For proponents of Scottish independence, the resurgent romantic nationalism of the Conservative Party poses at least three new challenges – both in terms of how you present independence to the Scottish people, and what you can make of it, if you persuade a majority to back it.

Firstly, Brexit blows the timescale. The 2014 White Paper suggested an 18-month timeframe for independence negotiations. As one SNP politician told me this week, the Brexit process has shown this hopelessly optimistic timetable is “for the birds”.

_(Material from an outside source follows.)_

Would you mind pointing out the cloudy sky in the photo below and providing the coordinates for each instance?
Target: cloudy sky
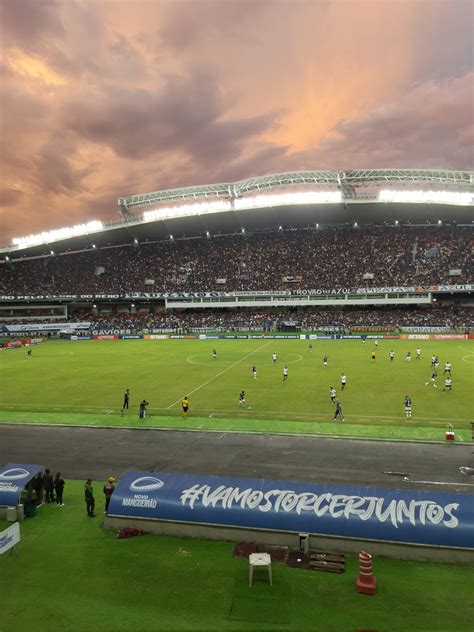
(110, 98)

Secondly, the Brexit negotiations has given Scots – perhaps for the first time – a more unflinching insight into the realities of international negotiations, including the impact of power asymmetries, the unwillingness to identify your own priorities, the costs of misreading of your opponents, and the terrible dangers of trussing yourself up in a series of red lines. With Brexit or Scottish independence, just unshackling the unicorn won’t cut it.

Thirdly, 2014’s pitch for Scottish independence was premised on the idea of re-casting existing relationships in a more constructive way, in the spirit of Dublin Castle in May 2011. This prospectus for how independence could and would unfold presupposed a certain rationality on the part of the UK Government.

If the people determined that Scotland would leave the historic union, the SNP argued, we would work soberly and sensibly to divide assets, agree sea borders and associated marine resources, strike accords on topics of common interest, erecting the infrastructure for a currency union, work out what to do with Trident, and with Britain’s help, seamlessly accommodate the new state in the European Union. The party’s MPs also went to often tortured efforts to try to persuade the electorate that breaking up Britain would leave their Britishness intact.

This proposition may have seemed optimistic in 2014. The Brexit adventures of the Conservative Party through 2018 suggests it is downright Quixotic.

Indeed, if Scottish independence emerges in the wake of a humiliating departure from the European Union, the impetus towards petty Tory responses to an emerging Scottish state look considerably enhanced. How do you talk rationally to a lamed, gumsy, gouty British lion who still believes he is King of Beasts?

None of these are arguments against independence, but they make the case for being unsentimental and unflinching with ourselves about where the challenges lie. They also suggest that any second independence campaign will struggle to muster the optimism of the first. As independent Ireland is finding out, when you’re dealing with Brexit Britain, there are no easy answers.